Fix status reporting for terminated bgworkers that were never started.
authorRobert Haas <rhaas@postgresql.org>
Thu, 19 Mar 2015 14:56:34 +0000 (10:56 -0400)
committerRobert Haas <rhaas@postgresql.org>
Thu, 19 Mar 2015 15:04:09 +0000 (11:04 -0400)
Previously, GetBackgroundWorkerPid() would return BGWH_NOT_YET_STARTED
if the slot used for the worker registration had not been reused by
unrelated activity, and BGWH_STOPPED if it had.  Either way, a process
that had requested notification when the state of one of its
background workers changed did not receive such notifications.  Fix
things so that GetBackgroundWorkerPid() always returns BGWH_STOPPED in
this situation, so that we do not erroneously give waiters the
impression that the worker will eventually be started; and send
notifications just as we would if the process terminated after having
been started, so that it's possible to wait for the postmaster to
process a worker termination request without polling.

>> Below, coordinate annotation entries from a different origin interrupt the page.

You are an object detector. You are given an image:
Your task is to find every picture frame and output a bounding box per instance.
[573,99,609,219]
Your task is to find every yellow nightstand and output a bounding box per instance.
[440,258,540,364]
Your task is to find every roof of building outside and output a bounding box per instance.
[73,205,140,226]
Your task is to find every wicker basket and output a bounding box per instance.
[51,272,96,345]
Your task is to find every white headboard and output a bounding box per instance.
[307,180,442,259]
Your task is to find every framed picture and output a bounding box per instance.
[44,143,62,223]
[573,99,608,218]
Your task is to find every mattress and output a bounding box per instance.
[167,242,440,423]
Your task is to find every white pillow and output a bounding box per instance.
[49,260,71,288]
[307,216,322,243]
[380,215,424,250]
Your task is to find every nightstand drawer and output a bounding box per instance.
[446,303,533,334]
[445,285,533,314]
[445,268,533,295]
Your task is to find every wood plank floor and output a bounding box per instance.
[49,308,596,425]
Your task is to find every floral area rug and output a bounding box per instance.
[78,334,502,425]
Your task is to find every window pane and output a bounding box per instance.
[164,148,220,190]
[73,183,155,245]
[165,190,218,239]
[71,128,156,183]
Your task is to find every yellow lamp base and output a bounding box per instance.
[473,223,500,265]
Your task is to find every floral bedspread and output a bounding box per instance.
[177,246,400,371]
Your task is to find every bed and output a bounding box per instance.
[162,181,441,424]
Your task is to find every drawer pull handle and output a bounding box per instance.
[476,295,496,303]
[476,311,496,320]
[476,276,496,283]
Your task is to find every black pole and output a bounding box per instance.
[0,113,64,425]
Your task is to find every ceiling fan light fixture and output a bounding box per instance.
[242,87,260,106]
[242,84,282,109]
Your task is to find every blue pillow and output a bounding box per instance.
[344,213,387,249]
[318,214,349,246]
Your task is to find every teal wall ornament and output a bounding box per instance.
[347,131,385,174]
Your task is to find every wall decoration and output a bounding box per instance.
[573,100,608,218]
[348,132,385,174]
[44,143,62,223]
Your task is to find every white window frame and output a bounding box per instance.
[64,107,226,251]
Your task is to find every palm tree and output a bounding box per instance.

Discovered by Amit Kapila during testing of parallel sequential scan.
Analysis and fix by me.  Back-patch to 9.4; there may not be anyone
relying on this interface yet, but if anyone is, the new behavior is a
clear improvement.

src/backend/postmaster/bgworker.c

index 267b91632712b9e7cfd00bd2bc94858fbcce7495..cf7524f4921ef372b0370ddb3d5d811f3e761635 100644 (file)
@@ -244,14 +244,37 @@ BackgroundWorkerStateChange(void)
                rw->rw_terminate = true;
                if (rw->rw_pid != 0)
                    kill(rw->rw_pid, SIGTERM);
+               else
+               {
+                   /* Report never-started, now-terminated worker as dead. */
+                   ReportBackgroundWorkerPID(rw);
+               }
            }
            continue;
        }
 
-       /* If it's already flagged as do not restart, just release the slot. */
+       /*
+        * If the worker is marked for termination, we don't need to add it
+        * to the registered workers list; we can just free the slot.
+        * However, if bgw_notify_pid is set, the process that registered the
+        * worker may need to know that we've processed the terminate request,
+        * so be sure to signal it.
+        */
        if (slot->terminate)
        {
+           int notify_pid;
+
+           /*
+            * We need a memory barrier here to make sure that the load of
+            * bgw_notify_pid completes before the store to in_use.
+            */
+           notify_pid = slot->worker.bgw_notify_pid;
+           pg_memory_barrier();
+           slot->pid = 0;
            slot->in_use = false;
+           if (notify_pid != 0)
+               kill(notify_pid, SIGUSR1);
+
            continue;
        }